Bisogna infatti agire soprattutto sulla scarsa organizzazione delle filiere e in particolare sulla carenza di disponibilità e strutture per lo stoccaggio e la logistica dei prodotti. Occorre intervenire, inoltre, sull’ancora marginale diffusione delle colture a valore aggiunto, quelle con più forti potenzialità di richiesta sui mercati nazionali e internazionali: ortaggi (22mila ettari), frutta (28mila ettari); agrumi (28mila ettari); vite (68mila ettari); colture industriali (16mila ettari).
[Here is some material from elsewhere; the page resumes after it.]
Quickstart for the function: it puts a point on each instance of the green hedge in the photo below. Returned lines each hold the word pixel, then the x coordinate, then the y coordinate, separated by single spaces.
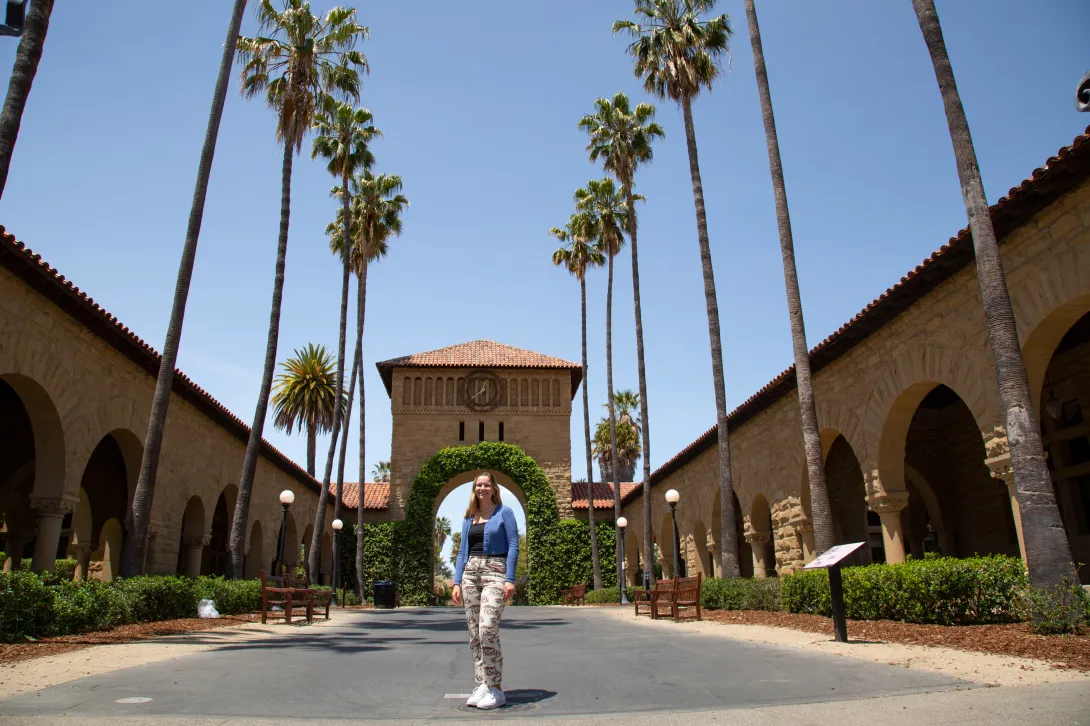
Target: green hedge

Tutti obiettivi che, insieme, potranno concorrere al traguardo del “raddoppio”. Si parte dal rafforzamento delle nuove filiere e alla ricerca di quelle nuove, rafforzando i settori già bene strutturati e presenti. Si passa poi allo sviluppo dell’aggregazione e delle logistica, anche attraverso l’istituzione di distretti biologici che meglio di altri strumenti possono concorrere a valorizzare l’ambiente, la storia, le tradizioni e la cultura dei mille territori italiani. E, ancora, serve sviluppare una vera e propria zootecnia “bio” già a monte della filiera, con l’inizio della produzione di mangimi biologici, oltre alla valorizzazione delle zone d’alpeggio e delle aree montane che, con lo spopolamento degli ultimi decenni, costituiscono un nuovo bacino “incolto” dal potenziale enorme.

Infine, da Matera è stato lanciato l’appello perché i giovani che praticano l’agricoltura biologica e istituiscono fattorie sociali abbiano priorità nelle misure di sostegno, soprattutto se dediti a programmi di trasformazione delle aziende o se conducono agriturismi biologici e produzioni di erbe officinali.